I think it is fine to keep using it in the relational database in the current manner, but hopefully we will find a representation in the ontology that everyone in our group can be satisfied with.

With that said I am curious as to the group's thoughts on this recent suggestion:

justgo129 commented 8 years ago

:+1:

bduggan commented 8 years ago

Recent discussions have given me the impression that modeling the activity of a model run is probably not useful at this point. Running a model is a complex and distributed effort, and not a rabbit hole that is worth going down at this point.

rewolfe commented 8 years ago

I agree. The most important thing to capture is the model run output information. The same information as what we capture for our other (observational) datasets.

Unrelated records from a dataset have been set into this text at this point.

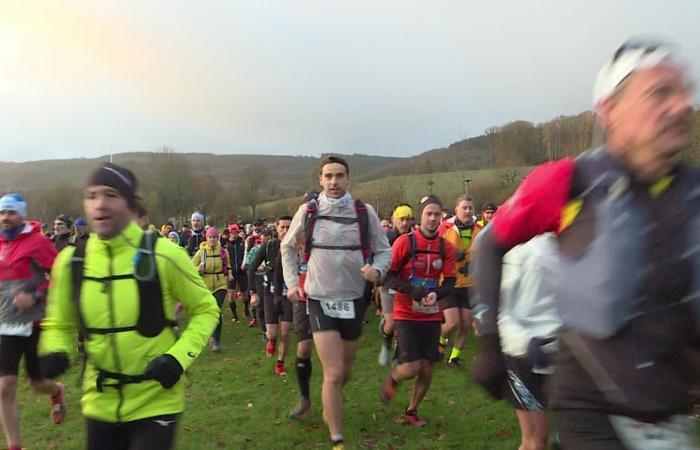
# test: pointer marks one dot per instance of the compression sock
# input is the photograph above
(303, 369)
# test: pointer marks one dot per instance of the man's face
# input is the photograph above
(9, 220)
(106, 210)
(334, 180)
(650, 120)
(403, 225)
(430, 218)
(60, 227)
(197, 224)
(465, 212)
(386, 225)
(282, 228)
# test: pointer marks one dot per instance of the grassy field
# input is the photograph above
(236, 402)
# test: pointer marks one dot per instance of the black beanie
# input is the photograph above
(427, 200)
(117, 177)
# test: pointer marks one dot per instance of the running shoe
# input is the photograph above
(270, 348)
(386, 393)
(301, 410)
(411, 418)
(58, 405)
(279, 369)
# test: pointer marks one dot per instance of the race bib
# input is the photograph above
(427, 283)
(418, 307)
(16, 329)
(339, 310)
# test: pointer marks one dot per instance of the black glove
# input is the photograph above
(164, 369)
(489, 368)
(536, 353)
(54, 364)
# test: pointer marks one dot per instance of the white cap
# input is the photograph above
(632, 56)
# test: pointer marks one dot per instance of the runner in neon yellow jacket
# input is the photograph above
(146, 364)
(127, 352)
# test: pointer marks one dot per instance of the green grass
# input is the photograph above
(236, 402)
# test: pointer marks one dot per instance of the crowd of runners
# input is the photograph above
(583, 289)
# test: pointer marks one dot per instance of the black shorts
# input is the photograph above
(417, 340)
(526, 388)
(350, 329)
(302, 326)
(276, 307)
(11, 350)
(143, 434)
(459, 298)
(240, 281)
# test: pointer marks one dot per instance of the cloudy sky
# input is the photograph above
(83, 78)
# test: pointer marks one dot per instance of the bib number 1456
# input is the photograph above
(339, 310)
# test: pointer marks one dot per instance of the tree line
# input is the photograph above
(172, 188)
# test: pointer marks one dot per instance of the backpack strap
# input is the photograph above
(152, 318)
(77, 269)
(363, 223)
(309, 225)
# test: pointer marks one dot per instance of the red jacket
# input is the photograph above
(24, 263)
(426, 266)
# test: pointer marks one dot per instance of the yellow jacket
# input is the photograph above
(115, 303)
(451, 235)
(214, 275)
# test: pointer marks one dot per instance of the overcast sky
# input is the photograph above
(83, 78)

On Mon, Aug 31, 2015 at 12:36 PM, Brian Duggan notifications@github.com wrote:

Recent discussions have given me the impression that modeling the activity of a model run is probably not useful at this point. Running a model is a complex and distributed effort, and not a rabbit hole that is worth going down at this point.

— Reply to this email directly or view it on GitHub https://github.com/USGCRP/gcis-ontology/issues/17#issuecomment-136423466 .

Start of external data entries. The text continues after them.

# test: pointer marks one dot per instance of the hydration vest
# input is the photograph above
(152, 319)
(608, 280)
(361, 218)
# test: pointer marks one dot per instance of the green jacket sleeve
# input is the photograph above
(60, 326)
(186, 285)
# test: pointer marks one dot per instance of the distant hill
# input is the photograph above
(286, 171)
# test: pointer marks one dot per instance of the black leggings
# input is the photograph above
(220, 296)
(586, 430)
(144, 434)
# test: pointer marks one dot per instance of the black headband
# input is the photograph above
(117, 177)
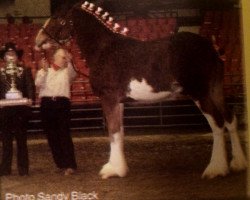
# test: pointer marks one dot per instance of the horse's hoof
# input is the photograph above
(109, 170)
(214, 170)
(238, 164)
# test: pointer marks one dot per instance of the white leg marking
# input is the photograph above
(117, 165)
(218, 164)
(239, 161)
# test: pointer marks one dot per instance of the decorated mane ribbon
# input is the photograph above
(105, 19)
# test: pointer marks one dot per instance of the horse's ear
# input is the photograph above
(63, 8)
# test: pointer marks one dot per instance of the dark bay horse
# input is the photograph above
(122, 67)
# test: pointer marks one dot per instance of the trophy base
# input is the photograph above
(12, 95)
(15, 102)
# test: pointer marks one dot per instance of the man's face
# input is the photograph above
(61, 59)
(10, 56)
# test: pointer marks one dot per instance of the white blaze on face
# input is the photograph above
(142, 91)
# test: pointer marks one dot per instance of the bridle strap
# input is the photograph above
(62, 45)
(53, 38)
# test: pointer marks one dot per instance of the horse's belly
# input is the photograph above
(142, 91)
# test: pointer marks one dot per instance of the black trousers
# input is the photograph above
(55, 114)
(14, 121)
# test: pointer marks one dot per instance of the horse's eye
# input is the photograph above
(62, 22)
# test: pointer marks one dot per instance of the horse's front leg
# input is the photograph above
(116, 166)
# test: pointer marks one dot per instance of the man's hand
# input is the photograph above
(44, 64)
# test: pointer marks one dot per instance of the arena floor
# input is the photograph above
(165, 165)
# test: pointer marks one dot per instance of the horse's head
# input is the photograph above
(57, 30)
(88, 19)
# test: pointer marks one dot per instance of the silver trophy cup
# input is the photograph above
(13, 71)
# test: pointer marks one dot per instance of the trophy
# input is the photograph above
(13, 96)
(13, 71)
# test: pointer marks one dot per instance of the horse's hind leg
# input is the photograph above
(238, 158)
(218, 164)
(238, 161)
(116, 166)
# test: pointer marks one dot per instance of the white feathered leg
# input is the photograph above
(238, 161)
(218, 164)
(117, 165)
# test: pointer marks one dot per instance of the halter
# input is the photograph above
(62, 45)
(51, 37)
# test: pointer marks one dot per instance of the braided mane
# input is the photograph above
(104, 18)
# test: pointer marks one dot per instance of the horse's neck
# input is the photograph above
(93, 38)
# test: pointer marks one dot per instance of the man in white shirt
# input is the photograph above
(53, 81)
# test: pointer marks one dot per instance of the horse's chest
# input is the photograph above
(142, 91)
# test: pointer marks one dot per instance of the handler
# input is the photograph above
(53, 81)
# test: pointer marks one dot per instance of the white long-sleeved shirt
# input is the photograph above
(53, 82)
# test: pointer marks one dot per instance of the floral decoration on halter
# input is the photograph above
(104, 18)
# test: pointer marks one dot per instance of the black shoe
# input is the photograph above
(3, 173)
(23, 174)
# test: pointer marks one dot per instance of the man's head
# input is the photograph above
(10, 53)
(61, 58)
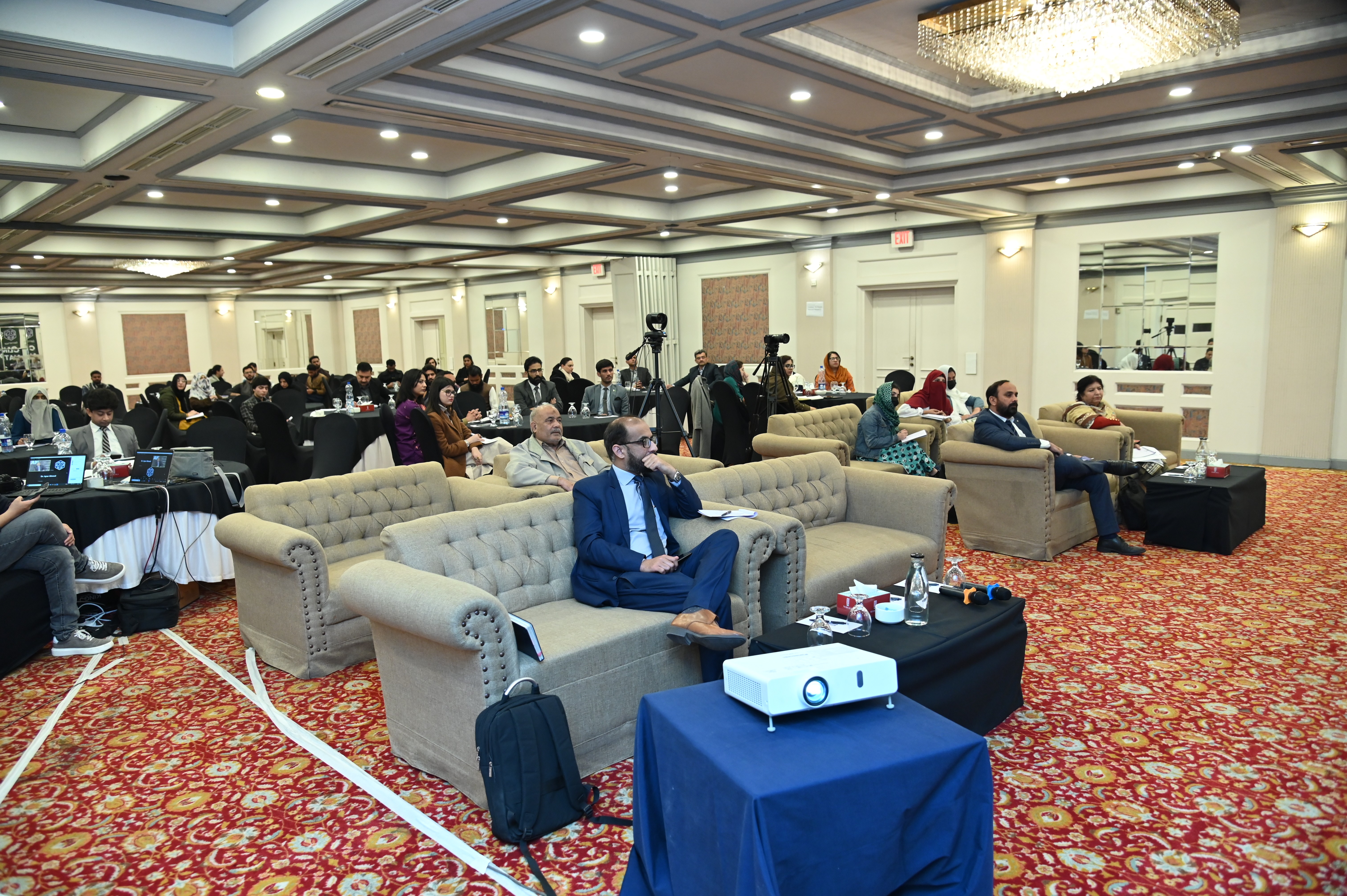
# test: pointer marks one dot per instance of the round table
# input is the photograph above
(586, 429)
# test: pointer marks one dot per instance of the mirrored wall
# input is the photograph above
(1148, 305)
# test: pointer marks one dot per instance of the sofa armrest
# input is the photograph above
(756, 542)
(772, 445)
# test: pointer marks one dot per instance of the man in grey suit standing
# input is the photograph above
(535, 390)
(103, 438)
(605, 398)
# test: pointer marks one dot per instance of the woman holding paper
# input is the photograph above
(879, 437)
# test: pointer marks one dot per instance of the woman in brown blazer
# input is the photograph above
(456, 441)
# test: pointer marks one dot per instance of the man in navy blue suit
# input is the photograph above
(1007, 429)
(628, 557)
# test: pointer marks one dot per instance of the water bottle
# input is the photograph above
(916, 611)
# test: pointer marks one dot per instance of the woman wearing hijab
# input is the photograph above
(40, 419)
(410, 397)
(177, 402)
(834, 373)
(879, 437)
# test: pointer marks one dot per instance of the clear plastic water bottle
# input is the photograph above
(916, 608)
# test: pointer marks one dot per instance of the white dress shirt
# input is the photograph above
(636, 513)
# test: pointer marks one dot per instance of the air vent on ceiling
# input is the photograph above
(226, 118)
(382, 33)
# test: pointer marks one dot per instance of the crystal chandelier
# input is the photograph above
(159, 267)
(1071, 45)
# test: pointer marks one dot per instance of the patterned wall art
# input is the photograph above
(735, 317)
(155, 343)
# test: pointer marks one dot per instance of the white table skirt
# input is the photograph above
(188, 550)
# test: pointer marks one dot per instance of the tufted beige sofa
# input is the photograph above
(440, 604)
(832, 525)
(297, 541)
(830, 429)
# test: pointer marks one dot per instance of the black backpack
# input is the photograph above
(529, 766)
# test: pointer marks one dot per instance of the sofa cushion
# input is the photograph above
(347, 514)
(844, 552)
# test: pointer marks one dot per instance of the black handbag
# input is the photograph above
(529, 766)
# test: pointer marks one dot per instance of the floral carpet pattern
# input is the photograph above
(1185, 732)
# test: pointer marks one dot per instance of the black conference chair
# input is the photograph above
(286, 461)
(390, 422)
(335, 445)
(733, 441)
(903, 381)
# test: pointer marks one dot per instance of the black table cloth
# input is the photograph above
(966, 664)
(1208, 515)
(574, 428)
(91, 514)
(368, 428)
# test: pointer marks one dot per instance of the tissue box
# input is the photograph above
(848, 601)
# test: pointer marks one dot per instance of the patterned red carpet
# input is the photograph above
(1185, 733)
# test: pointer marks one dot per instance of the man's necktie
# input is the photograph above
(653, 530)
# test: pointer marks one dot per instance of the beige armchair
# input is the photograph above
(832, 525)
(830, 429)
(446, 649)
(1162, 432)
(1008, 502)
(297, 541)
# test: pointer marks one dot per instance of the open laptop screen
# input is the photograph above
(153, 467)
(56, 469)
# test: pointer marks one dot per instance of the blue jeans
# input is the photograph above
(1073, 473)
(36, 541)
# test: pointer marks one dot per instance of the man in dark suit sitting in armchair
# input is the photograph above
(1007, 429)
(628, 557)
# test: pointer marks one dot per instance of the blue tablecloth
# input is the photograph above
(851, 800)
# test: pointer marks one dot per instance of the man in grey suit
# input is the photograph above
(535, 390)
(103, 437)
(605, 398)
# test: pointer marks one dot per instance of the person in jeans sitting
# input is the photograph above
(38, 541)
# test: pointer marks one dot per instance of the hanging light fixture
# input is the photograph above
(159, 267)
(1071, 45)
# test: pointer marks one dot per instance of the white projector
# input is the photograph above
(809, 678)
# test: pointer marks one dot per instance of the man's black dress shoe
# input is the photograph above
(1114, 545)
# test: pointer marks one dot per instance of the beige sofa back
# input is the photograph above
(348, 514)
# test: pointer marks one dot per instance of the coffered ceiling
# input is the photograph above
(430, 141)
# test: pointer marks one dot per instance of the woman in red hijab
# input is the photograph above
(931, 397)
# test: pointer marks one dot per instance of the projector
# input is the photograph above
(809, 678)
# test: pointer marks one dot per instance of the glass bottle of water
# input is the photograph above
(916, 611)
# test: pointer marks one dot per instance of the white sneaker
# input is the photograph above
(100, 573)
(81, 643)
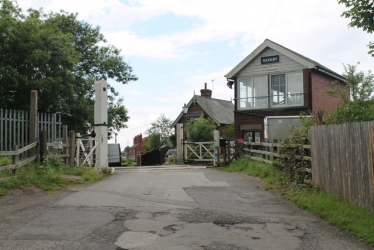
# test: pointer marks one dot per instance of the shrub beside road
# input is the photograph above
(51, 175)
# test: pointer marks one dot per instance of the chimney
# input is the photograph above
(206, 92)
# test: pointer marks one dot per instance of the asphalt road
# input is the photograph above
(173, 208)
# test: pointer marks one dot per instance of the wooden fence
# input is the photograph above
(14, 127)
(343, 161)
(15, 155)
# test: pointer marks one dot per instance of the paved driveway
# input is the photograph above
(176, 208)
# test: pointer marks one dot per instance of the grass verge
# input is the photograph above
(354, 219)
(49, 176)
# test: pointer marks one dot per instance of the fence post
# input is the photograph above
(43, 144)
(33, 126)
(15, 159)
(71, 148)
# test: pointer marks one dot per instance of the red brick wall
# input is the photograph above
(321, 100)
(315, 86)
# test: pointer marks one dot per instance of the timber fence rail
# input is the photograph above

Robert Wolfe, NASA GSFC @ USGCRP, o: 202-419-3470, m: 301-257-6966

zednis commented 8 years ago

OK, are we ok with keeping gcis:ModelRunOutput as the class to represent the model run output with superclasses gcis:Dataset and prov:Entity?

bduggan commented 8 years ago

On Monday, August 31, Stephan Zednik wrote:

OK, are we ok with keeping gcis:ModelRunOutput as the class to represent the model run output with superclasses gcis:Dataset and prov:Entity?

Sure.

Brian

justgo129 commented 8 years ago

:+1:

justgo129 commented 8 years ago

@zednis please feel free to proceed with preparing the pull request.

zednis commented 8 years ago

This is what is currently in the ontology:

gcis:ModelRun a owl:Class ;
    rdfs:label "Model Run" ;
    rdfs:comment "An activity of running a model." ;
    rdfs:subClassOf prov:Activity .

gcis:ModelRunOutput a owl:Class ;
    rdfs:label "Model Run Output" ;
    rdfs:comment "Results generated by running a model." ;
    rdfs:subClassOf prov:Entity, gcis:Dataset . 

Should the pull request be to rename gcis:ModelRun to gcis:ModelRunExecution or to simply remove it?

I will leave gcis:ModelRunOutput as it is.

justgo129 commented 8 years ago

I'll defer to @rewolfe.

rewolfe commented 8 years ago

I vote that we drop ModelRunExecution. We can still use the more general Activity class if we decide to capture information about the specific instance of a model run execution.

On Thu, Sep 3, 2015 at 10:01 AM, justgo129 notifications@github.com wrote:

I'll defer to @rewolfe https://github.com/rewolfe.

— Reply to this email directly or view it on GitHub https://github.com/USGCRP/gcis-ontology/issues/17#issuecomment-137459198 .

Robert Wolfe, NASA GSFC @ USGCRP, o: 202-419-3470, m: 301-257-6966

zednis commented 8 years ago

OK, I will submit a pull request that drops ModelRunExecution.

edit - Actually ModelRunExecution was never added as a class, it was a proposed rename of ModelRun. I think the suggestion to remove the model run activity subclass still holds so I have prepared #145 which removes the current gcis:ModelRun class.

zednis commented 8 years ago

I believe this ticket is ready to be closed.

justgo129 commented 8 years ago

Thanks, @zednis. Closed #17 due to merged #145.